The invention relates to a general method for detecting toxic medicine from a biological sample, which comprises the following steps of sample pretreatment: adding a blood sample to be detected into a centrifugal tube; adding SKF 525A; adding acetonitrile, oscillating and mixing uniformly; adding ethyl acetate, oscillating, mixing uniformly, and performing liquid-liquid separation; taking the supernatant to another test tube, and volatilizing at normal temperature; adding methanol into the residue for redissolving, oscillating and uniformly mixing, and then carrying out solid-liquid separation; taking the separated supernatant for detection. The pretreatment step of the invention is used for treating the blood sample to be detected, so that the acidic, neutral and alkaline toxic (drug) can be detected and extracted simultaneously, the detection for multiple times by adopting different technical specifications is not needed, the required sample amount is less, the efficiency is improved, and the manpower and material resources are saved.

Description

Universal method for detecting toxic drugs from biological samples
Technical Field
The invention relates to the technical field of toxic drug analysis, in particular to a universal method for detecting a toxic drug from a biological sample.
Background
Various drugs, such as pesticides, rodenticides, herbicides and other chemicals have great harm to human bodies, so that poisoning accidents such as poison throwing, suicide and mistaking food caused by the drugs happen. In such cases, due to intentional concealment or after-concealment of the suspect, it is often difficult for the police or the toxicant analyst to clearly identify the direction in advance, and therefore, the screening detection method is mainly used in cases of this kind.
In the detection of toxic drugs and drug cases, toxicant analysis workers are often faced with extremely complex in vivo biological detection materials, and the biological detection materials contain a large amount of endogenous substances such as proteins, metabolites and the like, which can interfere the detection of the toxic drugs and damage instruments.
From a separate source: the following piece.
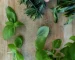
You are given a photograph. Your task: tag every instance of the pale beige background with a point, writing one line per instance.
(30, 28)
Therefore, the biological samples need to be pretreated before the instrumental analysis. The quality of the sample pretreatment not only directly affects the final analysis result, but also affects the service life of the analysis instrument. The pretreatment of the sample is a very key and important link in-vivo toxic drug analysis, and a toxic analysis worker can select different pretreatment modes according to the physicochemical properties (mainly acidity, neutrality and alkalinity) of a target compound to be detected, so that the effects of separating, extracting, purifying and enriching the target compound to be detected are achieved, and the subsequent instrument analysis is facilitated.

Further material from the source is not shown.